Термосесов вошел в зал и заговорил:
— Я Термосесов, Измаил Петров сын Термосесов, вашего мужа когда-то товарищ по воспитанию, но после из глупости размолвили; а это князь Афанасий Федосеич Борноволоков, чиновник из Петербурга и ревизор, пробирать здесь всех будем. Здравствуйте!
Термосесов протянул руку.
Бизюкина подала свою руку Термосесову, а другою, кладя на окно книгу, столкнула на улицу вазон.
— Что это; вы, кажется, цветок за окно уронили?
— Нет, нет; пустое… Это совсем не цветок, это трава от пореза, но уж она не годится.
— Да, разумеется, не годится: какой же шут теперь лечится от пореза травой. А впрочем, может быть еще есть и такие ослы. А где же это ваш муж?
Бизюкина оглянулась на ревизора, который, ни слова не говоря, тихо сел на диванчик, и отвечала Термосесову, что мужа ее нет дома.
— Нет! Ну, это ничего: свои люди — сочтемся. Мы ведь с ним большие были приятели, да после из глупости немножко повздорили; но все-таки я вам откровенно скажу, ваш муж не по вас. Нет, не по вас, — тут и толковать нечего, что не по вас. Он фофан — и больше ничего, и это счастье его, что вы ему могли такое место доставить по акцизу; а вы молодчина и все уладили; и место мужу выхлопотали, и чудесно у вас тут! — добавил он, заглянув насколько мог по всем видным из залы комнатам и, заметив в освобожденном от всяких убранств кабинете кучу столпившихся у порога детей, добавил:
— А-а! да у вас тут есть и школка. Ну, эта комнатка зато и плохандрос: ну, да для школы ничего. Чему вы их, паршь-то эту, учите? — заключил он круто.
Ненаходчивая Бизюкина совсем не знала, что ей отвечать. Но Термосесов сам выручил. Не дожидаясь ее ответа, он подошел к ребятишкам и, подняв одного из них за подбородок, заговорил:
— А что? Умеешь горох красть? Воруй, братец, и когда в Сибирь погонят, то да будет над тобой мое благословение. Отпустите их, Бизюкина! Идите, ребятишки, по дворам! Марш горох бузовать.
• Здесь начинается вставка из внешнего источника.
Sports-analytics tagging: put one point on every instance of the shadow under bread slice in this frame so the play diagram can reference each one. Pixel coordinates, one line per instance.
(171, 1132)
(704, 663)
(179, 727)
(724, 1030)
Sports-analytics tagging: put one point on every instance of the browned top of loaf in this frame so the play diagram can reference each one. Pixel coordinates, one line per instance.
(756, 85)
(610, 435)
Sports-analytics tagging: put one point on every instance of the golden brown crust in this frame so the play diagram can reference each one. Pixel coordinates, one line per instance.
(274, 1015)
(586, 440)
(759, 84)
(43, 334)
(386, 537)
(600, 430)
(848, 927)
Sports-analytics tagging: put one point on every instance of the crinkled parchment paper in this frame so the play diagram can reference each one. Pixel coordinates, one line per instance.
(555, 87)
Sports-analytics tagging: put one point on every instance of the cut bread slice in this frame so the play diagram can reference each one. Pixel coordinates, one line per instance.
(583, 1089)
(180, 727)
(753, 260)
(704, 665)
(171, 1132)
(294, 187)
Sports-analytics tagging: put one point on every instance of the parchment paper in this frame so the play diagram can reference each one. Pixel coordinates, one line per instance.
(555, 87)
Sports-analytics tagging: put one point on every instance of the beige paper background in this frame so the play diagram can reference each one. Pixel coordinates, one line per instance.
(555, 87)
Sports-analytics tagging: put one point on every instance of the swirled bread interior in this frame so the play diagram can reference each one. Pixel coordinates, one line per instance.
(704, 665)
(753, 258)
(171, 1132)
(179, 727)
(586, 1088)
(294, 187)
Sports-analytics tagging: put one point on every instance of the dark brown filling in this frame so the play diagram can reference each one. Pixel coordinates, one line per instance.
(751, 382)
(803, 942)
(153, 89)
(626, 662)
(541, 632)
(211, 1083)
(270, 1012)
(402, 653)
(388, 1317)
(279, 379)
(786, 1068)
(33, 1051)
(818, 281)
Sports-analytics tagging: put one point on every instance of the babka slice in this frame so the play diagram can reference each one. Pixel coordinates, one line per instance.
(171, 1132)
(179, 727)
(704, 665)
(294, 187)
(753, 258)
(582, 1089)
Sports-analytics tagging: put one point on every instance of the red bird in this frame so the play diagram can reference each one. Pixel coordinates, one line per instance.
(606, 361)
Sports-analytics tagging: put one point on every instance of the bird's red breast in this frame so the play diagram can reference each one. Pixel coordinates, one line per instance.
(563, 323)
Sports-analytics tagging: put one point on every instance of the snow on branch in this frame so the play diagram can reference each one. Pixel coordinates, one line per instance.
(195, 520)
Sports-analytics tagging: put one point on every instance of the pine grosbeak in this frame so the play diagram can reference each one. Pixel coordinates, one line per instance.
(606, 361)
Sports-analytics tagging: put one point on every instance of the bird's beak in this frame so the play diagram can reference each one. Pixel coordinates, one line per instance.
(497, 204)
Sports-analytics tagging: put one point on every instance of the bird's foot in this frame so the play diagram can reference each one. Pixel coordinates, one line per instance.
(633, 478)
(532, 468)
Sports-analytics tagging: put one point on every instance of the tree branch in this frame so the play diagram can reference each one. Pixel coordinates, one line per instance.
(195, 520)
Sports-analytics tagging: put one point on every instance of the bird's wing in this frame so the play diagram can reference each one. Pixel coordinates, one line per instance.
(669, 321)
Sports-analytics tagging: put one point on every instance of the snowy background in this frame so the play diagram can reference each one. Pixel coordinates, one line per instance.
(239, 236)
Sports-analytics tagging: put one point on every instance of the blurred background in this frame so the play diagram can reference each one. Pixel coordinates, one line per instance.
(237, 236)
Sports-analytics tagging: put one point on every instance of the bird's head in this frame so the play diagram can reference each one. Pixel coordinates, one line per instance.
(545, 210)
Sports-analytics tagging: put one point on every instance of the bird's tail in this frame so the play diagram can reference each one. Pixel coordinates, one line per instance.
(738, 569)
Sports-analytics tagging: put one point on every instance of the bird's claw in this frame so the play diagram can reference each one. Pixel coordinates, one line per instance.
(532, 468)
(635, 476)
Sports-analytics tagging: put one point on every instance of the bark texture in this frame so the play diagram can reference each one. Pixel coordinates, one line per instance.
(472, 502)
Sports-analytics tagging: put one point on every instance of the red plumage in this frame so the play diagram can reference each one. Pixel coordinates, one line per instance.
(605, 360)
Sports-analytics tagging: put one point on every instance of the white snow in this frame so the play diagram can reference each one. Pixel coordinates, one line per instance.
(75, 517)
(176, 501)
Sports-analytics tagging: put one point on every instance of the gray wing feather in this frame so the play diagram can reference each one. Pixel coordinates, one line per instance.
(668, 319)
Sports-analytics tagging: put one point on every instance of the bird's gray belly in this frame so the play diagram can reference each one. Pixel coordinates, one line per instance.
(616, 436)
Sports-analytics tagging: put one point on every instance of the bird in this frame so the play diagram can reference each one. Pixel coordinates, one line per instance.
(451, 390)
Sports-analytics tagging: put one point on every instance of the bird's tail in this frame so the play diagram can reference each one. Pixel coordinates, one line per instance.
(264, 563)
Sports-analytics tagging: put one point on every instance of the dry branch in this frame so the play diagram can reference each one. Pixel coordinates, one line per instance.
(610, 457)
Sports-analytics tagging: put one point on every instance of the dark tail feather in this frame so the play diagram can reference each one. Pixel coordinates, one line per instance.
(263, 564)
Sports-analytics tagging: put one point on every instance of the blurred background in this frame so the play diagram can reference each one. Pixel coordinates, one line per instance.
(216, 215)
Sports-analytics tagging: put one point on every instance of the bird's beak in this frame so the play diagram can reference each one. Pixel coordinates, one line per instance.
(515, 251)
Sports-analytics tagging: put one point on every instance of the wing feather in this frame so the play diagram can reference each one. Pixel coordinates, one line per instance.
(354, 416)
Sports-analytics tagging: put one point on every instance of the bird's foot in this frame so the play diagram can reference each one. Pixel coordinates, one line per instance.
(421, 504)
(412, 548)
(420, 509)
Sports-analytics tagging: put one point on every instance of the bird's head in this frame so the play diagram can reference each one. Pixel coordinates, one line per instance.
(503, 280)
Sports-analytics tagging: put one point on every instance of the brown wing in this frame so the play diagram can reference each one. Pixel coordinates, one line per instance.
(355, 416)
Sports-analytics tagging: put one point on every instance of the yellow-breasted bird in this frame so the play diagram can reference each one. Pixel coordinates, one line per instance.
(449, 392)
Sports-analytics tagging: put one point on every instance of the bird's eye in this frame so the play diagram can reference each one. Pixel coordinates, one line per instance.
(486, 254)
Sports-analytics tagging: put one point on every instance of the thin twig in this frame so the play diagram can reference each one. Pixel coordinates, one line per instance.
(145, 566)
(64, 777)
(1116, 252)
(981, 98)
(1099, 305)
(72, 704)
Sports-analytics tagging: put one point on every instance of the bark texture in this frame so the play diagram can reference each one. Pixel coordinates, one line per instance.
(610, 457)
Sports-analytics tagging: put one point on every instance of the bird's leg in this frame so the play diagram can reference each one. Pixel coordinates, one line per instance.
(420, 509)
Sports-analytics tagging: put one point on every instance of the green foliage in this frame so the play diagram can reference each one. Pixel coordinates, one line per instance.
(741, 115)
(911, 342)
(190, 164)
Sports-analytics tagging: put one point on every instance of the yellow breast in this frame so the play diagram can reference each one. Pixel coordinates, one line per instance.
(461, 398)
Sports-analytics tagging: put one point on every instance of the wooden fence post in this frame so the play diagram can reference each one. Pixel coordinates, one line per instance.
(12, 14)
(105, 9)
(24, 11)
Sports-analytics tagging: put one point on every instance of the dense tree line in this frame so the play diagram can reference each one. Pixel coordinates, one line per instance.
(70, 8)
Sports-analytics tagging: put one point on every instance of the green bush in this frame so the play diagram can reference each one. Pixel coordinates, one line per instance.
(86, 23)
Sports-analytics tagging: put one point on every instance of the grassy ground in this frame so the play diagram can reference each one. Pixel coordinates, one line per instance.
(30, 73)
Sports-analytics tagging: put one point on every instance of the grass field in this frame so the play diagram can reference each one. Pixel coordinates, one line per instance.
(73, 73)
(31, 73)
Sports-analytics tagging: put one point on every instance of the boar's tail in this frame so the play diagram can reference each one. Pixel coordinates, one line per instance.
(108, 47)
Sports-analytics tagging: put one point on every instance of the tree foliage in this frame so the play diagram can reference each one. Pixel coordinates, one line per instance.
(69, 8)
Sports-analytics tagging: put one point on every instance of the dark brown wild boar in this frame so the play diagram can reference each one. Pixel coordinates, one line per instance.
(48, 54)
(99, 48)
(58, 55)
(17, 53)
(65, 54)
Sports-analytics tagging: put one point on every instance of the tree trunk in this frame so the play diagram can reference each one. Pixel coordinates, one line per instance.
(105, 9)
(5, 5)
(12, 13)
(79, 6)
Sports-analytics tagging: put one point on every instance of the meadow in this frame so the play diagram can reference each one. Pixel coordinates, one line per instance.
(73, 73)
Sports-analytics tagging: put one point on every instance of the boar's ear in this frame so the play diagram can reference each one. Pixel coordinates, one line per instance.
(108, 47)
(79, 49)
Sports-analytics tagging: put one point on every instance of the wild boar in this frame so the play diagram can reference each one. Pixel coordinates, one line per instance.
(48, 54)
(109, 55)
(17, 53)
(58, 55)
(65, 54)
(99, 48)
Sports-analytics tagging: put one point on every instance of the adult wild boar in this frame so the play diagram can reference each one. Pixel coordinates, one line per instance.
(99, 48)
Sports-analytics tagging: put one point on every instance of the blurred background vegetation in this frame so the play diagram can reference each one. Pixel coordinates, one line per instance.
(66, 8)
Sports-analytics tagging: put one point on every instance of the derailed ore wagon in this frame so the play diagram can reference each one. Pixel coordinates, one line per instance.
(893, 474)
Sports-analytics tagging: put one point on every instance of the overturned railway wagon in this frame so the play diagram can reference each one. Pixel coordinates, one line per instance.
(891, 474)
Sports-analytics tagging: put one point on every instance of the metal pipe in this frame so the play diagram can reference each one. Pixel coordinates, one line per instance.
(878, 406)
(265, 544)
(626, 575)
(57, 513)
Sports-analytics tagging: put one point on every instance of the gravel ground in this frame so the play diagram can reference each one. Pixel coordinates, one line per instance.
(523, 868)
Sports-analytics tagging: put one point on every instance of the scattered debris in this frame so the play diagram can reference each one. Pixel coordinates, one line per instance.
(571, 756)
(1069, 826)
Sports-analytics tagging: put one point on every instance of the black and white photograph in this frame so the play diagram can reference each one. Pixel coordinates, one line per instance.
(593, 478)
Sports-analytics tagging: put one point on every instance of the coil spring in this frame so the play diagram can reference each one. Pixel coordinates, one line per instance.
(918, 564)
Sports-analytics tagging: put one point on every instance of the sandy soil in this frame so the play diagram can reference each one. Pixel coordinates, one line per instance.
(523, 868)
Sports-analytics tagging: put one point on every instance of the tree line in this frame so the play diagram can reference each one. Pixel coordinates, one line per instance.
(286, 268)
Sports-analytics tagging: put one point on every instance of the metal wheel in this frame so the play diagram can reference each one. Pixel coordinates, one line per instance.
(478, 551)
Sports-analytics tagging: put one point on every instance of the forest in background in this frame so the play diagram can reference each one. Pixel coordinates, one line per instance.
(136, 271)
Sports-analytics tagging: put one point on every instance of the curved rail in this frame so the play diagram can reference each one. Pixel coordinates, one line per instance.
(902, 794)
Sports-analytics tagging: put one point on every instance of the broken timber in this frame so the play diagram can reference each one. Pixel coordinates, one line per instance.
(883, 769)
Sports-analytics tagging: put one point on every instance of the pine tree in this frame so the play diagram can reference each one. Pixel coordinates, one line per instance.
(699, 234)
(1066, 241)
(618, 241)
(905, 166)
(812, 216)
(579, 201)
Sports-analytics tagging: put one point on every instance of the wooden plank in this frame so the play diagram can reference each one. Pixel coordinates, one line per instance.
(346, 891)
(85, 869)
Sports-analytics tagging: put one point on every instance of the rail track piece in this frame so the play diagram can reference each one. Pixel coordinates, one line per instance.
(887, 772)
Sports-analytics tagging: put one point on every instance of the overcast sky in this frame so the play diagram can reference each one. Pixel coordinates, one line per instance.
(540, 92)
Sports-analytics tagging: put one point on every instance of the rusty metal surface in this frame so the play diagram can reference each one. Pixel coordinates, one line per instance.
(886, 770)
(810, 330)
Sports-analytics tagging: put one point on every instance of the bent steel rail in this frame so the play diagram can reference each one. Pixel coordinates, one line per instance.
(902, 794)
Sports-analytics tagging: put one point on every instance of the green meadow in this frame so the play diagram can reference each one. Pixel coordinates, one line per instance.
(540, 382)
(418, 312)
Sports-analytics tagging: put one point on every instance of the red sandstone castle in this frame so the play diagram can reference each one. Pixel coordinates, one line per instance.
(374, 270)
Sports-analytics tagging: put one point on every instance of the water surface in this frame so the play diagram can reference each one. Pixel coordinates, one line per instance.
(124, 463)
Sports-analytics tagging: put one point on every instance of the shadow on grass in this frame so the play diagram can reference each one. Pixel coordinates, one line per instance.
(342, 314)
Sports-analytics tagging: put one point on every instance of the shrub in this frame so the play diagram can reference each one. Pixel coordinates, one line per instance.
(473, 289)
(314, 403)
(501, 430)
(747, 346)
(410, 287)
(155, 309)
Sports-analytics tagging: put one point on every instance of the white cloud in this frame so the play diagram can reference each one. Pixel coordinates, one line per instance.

Дети один за другим тихо выступили и, перетянувшись гуськом через залу, шибко побежали по сеням, а потом по двору.
— Что все эти школы? канитель!
— Я и сама это нахожу, — осмелилась вставить хозяйка.
— Да, разумеется; субсидии ведь не получаете?
— Нет; какая ж субсидия?
— Отчего ж? другие из наших берут. А это, вероятно, ваш фруктик? — вопросил он, указав на вошедшего нарядного Ермошку, и, не ожидая, ответа, заговорил к нему:
— Послушайте, милый фруктик: вели-ко, дружочек, прислуге подать нам умыться!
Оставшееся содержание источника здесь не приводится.